Policing, Fingerprinting, and Biometric Statecraft in Palestine/Israel, 1920–48

Sunday, January 5, 2025: 2:30 PM
Bryant Room (New York Hilton)
Michelle Spektor, Massachusetts Institute of Technology
After the League of Nations designated Palestine as a British Mandate in 1920, British colonial authorities created a Fingerprint Bureau in their newly-formed Palestine Police. When Israel was established in 1948, the Israel Police acquired the Bureau's experts, methods, and technologies.

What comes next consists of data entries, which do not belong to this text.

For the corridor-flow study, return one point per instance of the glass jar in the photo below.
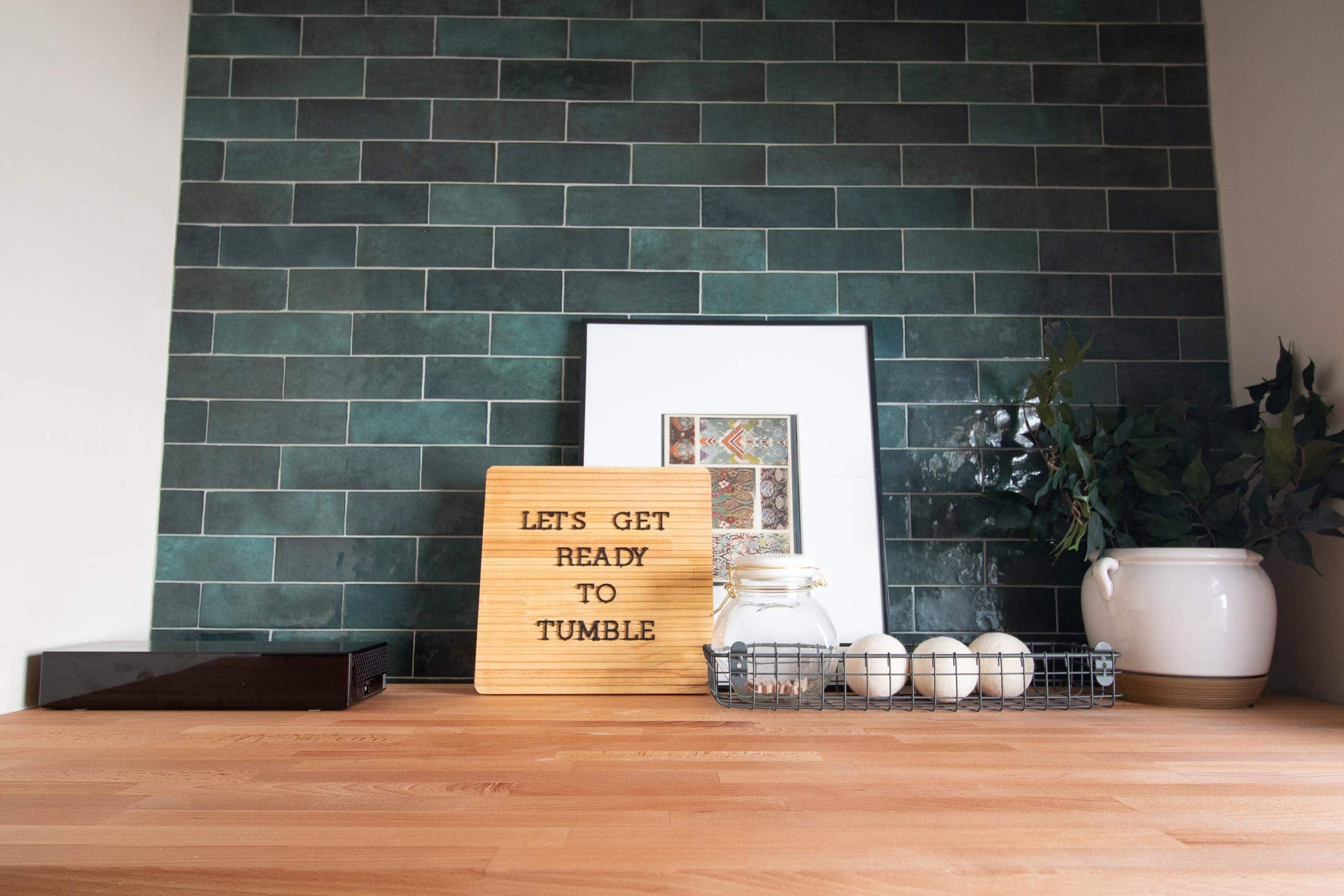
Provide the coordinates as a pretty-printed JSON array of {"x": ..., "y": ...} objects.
[{"x": 771, "y": 609}]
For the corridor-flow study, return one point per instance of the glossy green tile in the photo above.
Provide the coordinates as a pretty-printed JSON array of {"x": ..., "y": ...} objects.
[
  {"x": 927, "y": 381},
  {"x": 176, "y": 604},
  {"x": 1014, "y": 124},
  {"x": 412, "y": 606},
  {"x": 1042, "y": 208},
  {"x": 769, "y": 294},
  {"x": 768, "y": 41},
  {"x": 432, "y": 78},
  {"x": 320, "y": 291},
  {"x": 495, "y": 291},
  {"x": 1031, "y": 42},
  {"x": 361, "y": 203},
  {"x": 206, "y": 376},
  {"x": 632, "y": 292},
  {"x": 353, "y": 378},
  {"x": 445, "y": 655},
  {"x": 418, "y": 422},
  {"x": 276, "y": 513},
  {"x": 282, "y": 333},
  {"x": 277, "y": 422},
  {"x": 503, "y": 120},
  {"x": 565, "y": 163},
  {"x": 965, "y": 82},
  {"x": 971, "y": 250},
  {"x": 179, "y": 512},
  {"x": 1138, "y": 85},
  {"x": 904, "y": 42},
  {"x": 365, "y": 119},
  {"x": 185, "y": 422},
  {"x": 906, "y": 294},
  {"x": 1042, "y": 293},
  {"x": 1117, "y": 338},
  {"x": 287, "y": 246},
  {"x": 936, "y": 562},
  {"x": 972, "y": 336},
  {"x": 496, "y": 205},
  {"x": 369, "y": 37},
  {"x": 527, "y": 38},
  {"x": 190, "y": 333},
  {"x": 244, "y": 35},
  {"x": 239, "y": 119},
  {"x": 832, "y": 82},
  {"x": 466, "y": 467},
  {"x": 537, "y": 335},
  {"x": 219, "y": 467},
  {"x": 635, "y": 39},
  {"x": 604, "y": 248},
  {"x": 1203, "y": 339},
  {"x": 1163, "y": 210},
  {"x": 344, "y": 559},
  {"x": 563, "y": 80},
  {"x": 664, "y": 123},
  {"x": 202, "y": 159},
  {"x": 699, "y": 81},
  {"x": 827, "y": 166},
  {"x": 350, "y": 468},
  {"x": 424, "y": 246},
  {"x": 255, "y": 77},
  {"x": 536, "y": 424},
  {"x": 414, "y": 513},
  {"x": 975, "y": 610},
  {"x": 1009, "y": 381},
  {"x": 904, "y": 207},
  {"x": 207, "y": 77},
  {"x": 1199, "y": 253},
  {"x": 311, "y": 606},
  {"x": 236, "y": 203},
  {"x": 421, "y": 333},
  {"x": 494, "y": 378},
  {"x": 1101, "y": 251},
  {"x": 698, "y": 249},
  {"x": 449, "y": 561},
  {"x": 835, "y": 250},
  {"x": 695, "y": 164},
  {"x": 970, "y": 166},
  {"x": 183, "y": 558}
]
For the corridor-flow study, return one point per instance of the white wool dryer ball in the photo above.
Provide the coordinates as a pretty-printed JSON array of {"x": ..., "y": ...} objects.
[
  {"x": 948, "y": 678},
  {"x": 1006, "y": 678},
  {"x": 885, "y": 676}
]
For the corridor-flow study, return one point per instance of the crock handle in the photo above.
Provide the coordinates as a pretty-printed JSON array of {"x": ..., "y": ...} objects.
[{"x": 1101, "y": 573}]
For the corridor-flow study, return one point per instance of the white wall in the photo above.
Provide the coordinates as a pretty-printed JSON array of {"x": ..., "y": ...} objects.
[
  {"x": 1277, "y": 80},
  {"x": 90, "y": 102}
]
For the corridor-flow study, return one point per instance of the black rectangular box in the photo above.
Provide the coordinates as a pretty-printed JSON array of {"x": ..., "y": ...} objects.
[{"x": 213, "y": 675}]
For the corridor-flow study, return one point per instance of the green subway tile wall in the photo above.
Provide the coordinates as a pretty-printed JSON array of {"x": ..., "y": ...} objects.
[{"x": 395, "y": 212}]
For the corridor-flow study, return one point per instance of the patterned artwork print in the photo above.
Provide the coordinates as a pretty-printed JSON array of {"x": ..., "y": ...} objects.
[{"x": 753, "y": 480}]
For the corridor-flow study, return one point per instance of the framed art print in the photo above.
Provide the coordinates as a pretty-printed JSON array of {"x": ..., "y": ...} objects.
[{"x": 780, "y": 413}]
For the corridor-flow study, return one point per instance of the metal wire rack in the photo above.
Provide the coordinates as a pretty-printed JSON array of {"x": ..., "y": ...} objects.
[{"x": 792, "y": 676}]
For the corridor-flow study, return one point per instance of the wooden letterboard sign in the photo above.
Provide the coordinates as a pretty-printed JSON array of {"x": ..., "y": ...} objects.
[{"x": 594, "y": 581}]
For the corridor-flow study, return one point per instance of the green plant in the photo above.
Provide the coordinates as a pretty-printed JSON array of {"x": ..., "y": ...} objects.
[{"x": 1179, "y": 475}]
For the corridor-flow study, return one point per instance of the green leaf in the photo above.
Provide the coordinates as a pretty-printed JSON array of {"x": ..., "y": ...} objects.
[
  {"x": 1151, "y": 481},
  {"x": 1234, "y": 471},
  {"x": 1195, "y": 480}
]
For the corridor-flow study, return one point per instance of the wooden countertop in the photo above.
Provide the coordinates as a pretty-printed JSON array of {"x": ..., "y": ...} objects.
[{"x": 436, "y": 787}]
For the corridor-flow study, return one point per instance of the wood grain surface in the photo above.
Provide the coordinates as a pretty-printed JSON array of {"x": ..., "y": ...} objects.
[
  {"x": 658, "y": 605},
  {"x": 437, "y": 789}
]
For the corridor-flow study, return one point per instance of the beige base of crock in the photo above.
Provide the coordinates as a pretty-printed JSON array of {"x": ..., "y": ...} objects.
[{"x": 1191, "y": 691}]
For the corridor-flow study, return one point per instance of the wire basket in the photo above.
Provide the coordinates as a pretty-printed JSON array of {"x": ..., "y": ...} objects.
[{"x": 791, "y": 676}]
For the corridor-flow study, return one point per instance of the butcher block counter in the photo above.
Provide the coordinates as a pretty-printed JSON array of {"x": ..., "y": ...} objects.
[{"x": 432, "y": 787}]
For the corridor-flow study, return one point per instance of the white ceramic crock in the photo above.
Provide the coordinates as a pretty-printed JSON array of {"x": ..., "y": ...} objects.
[{"x": 1183, "y": 612}]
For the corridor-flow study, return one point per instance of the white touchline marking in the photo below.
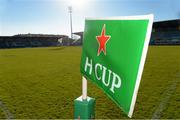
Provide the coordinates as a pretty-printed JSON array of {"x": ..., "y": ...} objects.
[
  {"x": 166, "y": 97},
  {"x": 8, "y": 114}
]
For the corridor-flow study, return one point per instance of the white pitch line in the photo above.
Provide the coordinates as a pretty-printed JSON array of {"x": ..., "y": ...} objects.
[
  {"x": 166, "y": 97},
  {"x": 8, "y": 114}
]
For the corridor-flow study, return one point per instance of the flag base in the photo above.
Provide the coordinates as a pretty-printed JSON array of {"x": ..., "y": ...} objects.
[{"x": 84, "y": 109}]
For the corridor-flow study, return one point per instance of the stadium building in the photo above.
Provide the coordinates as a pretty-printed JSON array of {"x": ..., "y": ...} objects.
[
  {"x": 163, "y": 33},
  {"x": 32, "y": 40}
]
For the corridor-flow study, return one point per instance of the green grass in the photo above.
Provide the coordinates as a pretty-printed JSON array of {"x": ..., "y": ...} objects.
[{"x": 43, "y": 82}]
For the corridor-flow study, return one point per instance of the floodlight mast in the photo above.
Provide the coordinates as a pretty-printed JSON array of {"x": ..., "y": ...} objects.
[{"x": 70, "y": 13}]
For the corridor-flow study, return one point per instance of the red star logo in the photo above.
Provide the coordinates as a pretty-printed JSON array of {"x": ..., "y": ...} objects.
[{"x": 102, "y": 40}]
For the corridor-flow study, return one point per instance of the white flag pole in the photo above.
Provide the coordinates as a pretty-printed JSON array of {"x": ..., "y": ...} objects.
[{"x": 84, "y": 88}]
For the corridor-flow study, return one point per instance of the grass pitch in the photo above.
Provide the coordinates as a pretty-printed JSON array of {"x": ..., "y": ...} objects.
[{"x": 43, "y": 82}]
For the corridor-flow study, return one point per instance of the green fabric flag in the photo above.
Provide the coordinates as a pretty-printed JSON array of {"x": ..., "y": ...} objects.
[{"x": 113, "y": 56}]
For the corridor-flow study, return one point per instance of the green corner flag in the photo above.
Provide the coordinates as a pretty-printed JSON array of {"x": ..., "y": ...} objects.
[{"x": 113, "y": 56}]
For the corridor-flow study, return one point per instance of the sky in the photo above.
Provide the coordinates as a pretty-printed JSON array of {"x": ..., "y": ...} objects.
[{"x": 52, "y": 17}]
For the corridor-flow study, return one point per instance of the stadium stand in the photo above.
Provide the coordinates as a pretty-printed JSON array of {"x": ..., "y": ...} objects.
[
  {"x": 163, "y": 33},
  {"x": 32, "y": 40}
]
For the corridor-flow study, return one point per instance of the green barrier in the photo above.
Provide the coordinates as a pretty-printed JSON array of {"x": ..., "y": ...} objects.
[{"x": 84, "y": 109}]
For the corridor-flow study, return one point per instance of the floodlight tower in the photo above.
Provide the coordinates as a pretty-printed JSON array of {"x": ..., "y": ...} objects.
[{"x": 70, "y": 13}]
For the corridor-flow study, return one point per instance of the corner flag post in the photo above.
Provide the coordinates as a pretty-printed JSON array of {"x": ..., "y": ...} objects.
[
  {"x": 84, "y": 106},
  {"x": 84, "y": 88}
]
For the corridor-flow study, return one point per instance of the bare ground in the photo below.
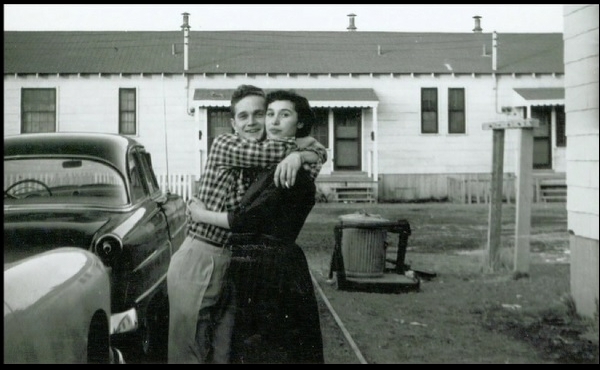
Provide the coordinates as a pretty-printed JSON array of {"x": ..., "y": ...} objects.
[{"x": 462, "y": 314}]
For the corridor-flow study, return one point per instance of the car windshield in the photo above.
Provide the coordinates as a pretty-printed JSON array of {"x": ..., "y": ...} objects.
[{"x": 62, "y": 180}]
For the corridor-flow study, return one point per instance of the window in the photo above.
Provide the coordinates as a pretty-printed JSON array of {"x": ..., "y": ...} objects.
[
  {"x": 429, "y": 111},
  {"x": 127, "y": 112},
  {"x": 320, "y": 129},
  {"x": 219, "y": 122},
  {"x": 561, "y": 136},
  {"x": 456, "y": 111},
  {"x": 38, "y": 110},
  {"x": 347, "y": 144}
]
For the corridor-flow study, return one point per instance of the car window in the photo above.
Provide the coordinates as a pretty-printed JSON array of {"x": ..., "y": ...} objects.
[
  {"x": 149, "y": 177},
  {"x": 62, "y": 180},
  {"x": 135, "y": 179}
]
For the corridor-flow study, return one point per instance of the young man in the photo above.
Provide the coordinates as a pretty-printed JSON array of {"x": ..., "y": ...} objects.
[
  {"x": 277, "y": 318},
  {"x": 201, "y": 298}
]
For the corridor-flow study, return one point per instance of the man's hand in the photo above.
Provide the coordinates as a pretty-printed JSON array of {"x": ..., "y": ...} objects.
[
  {"x": 287, "y": 169},
  {"x": 194, "y": 206},
  {"x": 305, "y": 142}
]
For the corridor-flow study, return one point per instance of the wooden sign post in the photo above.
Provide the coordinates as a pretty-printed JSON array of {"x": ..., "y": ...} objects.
[{"x": 524, "y": 191}]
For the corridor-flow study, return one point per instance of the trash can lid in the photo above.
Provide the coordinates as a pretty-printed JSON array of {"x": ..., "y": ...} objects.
[{"x": 362, "y": 219}]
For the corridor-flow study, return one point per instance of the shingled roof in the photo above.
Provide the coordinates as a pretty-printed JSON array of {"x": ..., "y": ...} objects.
[{"x": 292, "y": 52}]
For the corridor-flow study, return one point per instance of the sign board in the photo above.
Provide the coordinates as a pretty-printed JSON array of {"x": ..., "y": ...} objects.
[{"x": 513, "y": 123}]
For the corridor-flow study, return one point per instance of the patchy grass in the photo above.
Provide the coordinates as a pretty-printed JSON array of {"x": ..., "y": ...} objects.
[{"x": 463, "y": 314}]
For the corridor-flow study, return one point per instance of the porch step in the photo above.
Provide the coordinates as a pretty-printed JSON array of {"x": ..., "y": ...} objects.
[
  {"x": 352, "y": 194},
  {"x": 553, "y": 190}
]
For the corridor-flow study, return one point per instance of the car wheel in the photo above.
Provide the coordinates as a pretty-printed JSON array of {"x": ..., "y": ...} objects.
[{"x": 98, "y": 348}]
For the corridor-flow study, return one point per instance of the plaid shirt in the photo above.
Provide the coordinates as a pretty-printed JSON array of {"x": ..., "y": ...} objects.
[{"x": 228, "y": 174}]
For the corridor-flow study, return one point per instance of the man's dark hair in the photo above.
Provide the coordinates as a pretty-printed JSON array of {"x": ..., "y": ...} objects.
[
  {"x": 241, "y": 92},
  {"x": 301, "y": 105}
]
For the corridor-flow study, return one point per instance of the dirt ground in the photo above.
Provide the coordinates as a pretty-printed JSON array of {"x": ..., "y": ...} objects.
[{"x": 460, "y": 315}]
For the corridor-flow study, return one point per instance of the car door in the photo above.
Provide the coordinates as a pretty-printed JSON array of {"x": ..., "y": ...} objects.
[{"x": 149, "y": 240}]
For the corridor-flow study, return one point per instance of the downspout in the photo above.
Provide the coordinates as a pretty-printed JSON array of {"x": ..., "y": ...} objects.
[
  {"x": 186, "y": 40},
  {"x": 375, "y": 139},
  {"x": 494, "y": 68}
]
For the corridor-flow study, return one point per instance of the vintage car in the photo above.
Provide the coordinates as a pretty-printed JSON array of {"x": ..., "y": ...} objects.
[
  {"x": 57, "y": 309},
  {"x": 97, "y": 192}
]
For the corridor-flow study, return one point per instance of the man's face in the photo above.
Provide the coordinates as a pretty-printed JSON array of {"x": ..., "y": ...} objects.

Based on research in British, Israeli, and Palestinian archives, this paper traces the history of the Bureau to show that it was part of three entities' evolving statecrafts in Palestine. First, the British Mandate government included the Bureau – which comprised experts and methods from Scotland Yard and colonial police departments in India, Ceylon, Kenya, and South Africa – in their "civilian" policing and nation-building efforts in Palestine. Second, the Haganah, the Labor-Zionist paramilitary organization in Palestine, infiltrated the Bureau in the 1940s. There, they collected expertise and technologies to further their emerging nationalist and state-building ambitions, and transferred the Bureau's methods and infrastructures to the newly-formed Israel Police in 1948. Third, the Israel Police tried to reclaim the Bureau's fingerprint systems as a tool of Israeli nation-building, including in their failed 1948 proposal for a national fingerprint registry.

Although the Palestine Police features prominently in histories of colonial policing, its Fingerprint Bureau has received less attention. However, the Bureau was a key node in biometrics' circulations throughout the British Empire, and lends insight into British Mandate, Labor-Zionist, and Israeli statecrafts in Palestine/Israel – and their consequences – between 1920-1948. The Bureau's history also offers possibilities for studying the longer impacts of a new state's acquisition of technologies from its colonial predecessors. As the Israel Police remade the Bureau's infrastructures in the service of their own statecraft, they reproduced the colonial statecraft of which these infrastructures were originally a part. The paper concludes by considering this legacy of "biometric statecraft" in citizenship, exclusion, and biometric systems in Israel today.